Ethical Storytelling Principles
Journalism, Media & Communications
Literature & Narrative
Modeling & Simulation
1. Social change organizations need to tell stories.
Communications norms have changed; storytelling is an expected form of communication from social change organizations. That’s not going to change.
2. Everyone has a right to privacy.
Benefitting from an organization’s work — or needing help — doesn’t negate someone’s right to privacy.
3. Organizational storytelling is not the press.
Communications do not have the responsibility — or rights — of the press.
4. Promotion is publicity.
Public stories are publicity — whether the story is about an organization, staff person or beneficiary.
5. Stories are how people “make sense” of the world.
Stories can be persuasive, but they are for sense-making, not persuasion.
6. Narrative holds power.
Narration — the ability to determine your own experience — enables agency.
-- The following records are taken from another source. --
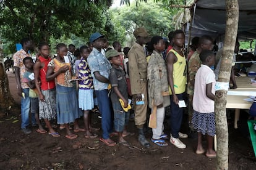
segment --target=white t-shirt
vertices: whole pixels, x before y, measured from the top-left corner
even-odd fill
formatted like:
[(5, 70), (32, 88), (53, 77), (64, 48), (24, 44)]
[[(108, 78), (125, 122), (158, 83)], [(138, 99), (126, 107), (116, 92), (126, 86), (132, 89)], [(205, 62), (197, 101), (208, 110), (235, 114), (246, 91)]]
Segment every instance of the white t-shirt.
[(212, 83), (211, 92), (215, 94), (215, 75), (207, 65), (201, 65), (195, 75), (193, 109), (199, 113), (215, 112), (214, 101), (206, 95), (206, 85)]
Narrating someone else’s experience can threaten agency; take care.
7. Instrumentalization does not equate ownership.
Narrating or instrumentalizing a story does not transfer ownership of the story to the organization.
8. Stories are biased.
There is no unbiased story: the narrator’s point of view can only be biased.
9. Organizations bear responsibility for impact.
There’s no way to predict every outcome, but if a personal story is told to benefit an organization, the organization bears responsibility for its impact.